Hrithik Malhotra - Machine Learning Pathway - Self Assessment

Week: 7/27

Overview of Things Learned:

  • Technical Area: Web Scraping, Data Cleaning

  • Tools: Scrapy, Requests, Pandas, Beautiful Soup

  • Soft Skills: #communication #teamwork
    #internationalcollaboration
    Achievement Highlights

  • Used Beautiful Soup and then Scrapy to scrape data from Community CarTalk forum from over 13,000 posts.

  • Familiarised myself with Collaboration tools such as Jupyter and Google Collab

  • Pre-processed my scraped data to clean it for applying further machine learning algorithms

  • Debugged for hours on end by checking out tens of sources for the errors of my code.
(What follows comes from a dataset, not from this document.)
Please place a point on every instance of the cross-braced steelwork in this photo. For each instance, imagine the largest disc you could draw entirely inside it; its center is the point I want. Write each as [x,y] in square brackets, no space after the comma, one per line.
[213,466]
Finally comfortable with Data scraping.

Meetings attended

  • Introduction to Web Scraping
  • Web Scraping Check-in
  • Web Scraping and Preprocessing presentations

Goals for the Upcoming Week

  • Refine my processed data
  • Learn about TF-IDF and BERT
  • Collaborate on ideas and techniques with fellow team members

Tasks Done

  • Web Scraping: Scraped data from Community CarTalk forum. Had some issues with using XPath expressions, but I resolved it later by using the JSON module which made the tag-fetching much easier and convenient. Pushed these CSV files to the team repository on Github.
  • Pre-processing: Cleaning my scraped data using pandas and other libraries like re. Still refining my data.

Week: 8/10

Overview of Things Learned:

Meetings attended

  • Pre-processing Check-in
  • TF-IDF Check-in
  • BERT Presentation

Goals for the Upcoming Week

  • Complete the BERT implementation.
  • Collaborate on ideas and techniques with fellow team members

Tasks Done

  • Successfully made the TF, IDF and the TF-IDF data frames for all the reviews in my pre-processed data from the Car Talk Community forum.